If I had a physical analog of facebook (a bunch of photos, a travel journal,
and a list of my friends) and left it on a table, then do you need a license
to pick it up and review it? No. So why do you need one if I do the same thing
as a web site?

------
rayiner
The EFF is right, but the relevance of the TOS violation is more subtle than
the EFF's explanation makes it out to be. Using someone's property without
their consent is, of course, a crime. When that property is ordinarily
available for public use, consent is presumed, but can be revoked. It's can be
criminal trespass to remain in a store after you're kicked out (although
usually it's just civil trespass).

Here, "Oracle sent Rimini a cease and desist letter demanding that it stop
using automated scripts. It did not, however, rescind Rimini’s authorization
to access the files outright." So the question is, was the implied consent to
use Oracle's servers effectively revoked?

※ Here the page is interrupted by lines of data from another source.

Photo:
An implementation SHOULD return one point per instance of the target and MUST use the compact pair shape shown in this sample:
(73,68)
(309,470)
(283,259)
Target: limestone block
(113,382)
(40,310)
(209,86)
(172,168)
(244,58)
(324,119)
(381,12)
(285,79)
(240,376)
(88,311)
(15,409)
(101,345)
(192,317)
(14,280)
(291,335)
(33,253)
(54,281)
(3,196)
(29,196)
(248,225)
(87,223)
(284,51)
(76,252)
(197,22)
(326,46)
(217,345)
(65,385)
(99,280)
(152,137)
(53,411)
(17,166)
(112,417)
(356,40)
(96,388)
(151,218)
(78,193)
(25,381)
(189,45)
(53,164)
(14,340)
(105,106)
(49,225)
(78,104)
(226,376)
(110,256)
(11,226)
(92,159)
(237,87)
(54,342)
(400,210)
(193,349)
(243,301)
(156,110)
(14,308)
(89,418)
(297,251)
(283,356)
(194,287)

Arguably not. A public mall can get you kicked off the property for any
reason, and can press charges for criminal trespass if you don't leave. But it
can't press charges for criminal trespass for violating the sign on the door
that says "no hats." And it probably can't press charges for criminal trespass
if it sees you wearing a hat and tells you to take it off, but doesn't kick
you off the property.

------
vog
Here in Germany the law states that ToS are only applicable if they contain
"no surprising terms". Which is really nice! Although this doesn't give you
permission for everything, it protects you from any "cleverness" of a site's
operator. It ensures that indeed almost nobody needs to read ToS. Even lawyers
tell you this.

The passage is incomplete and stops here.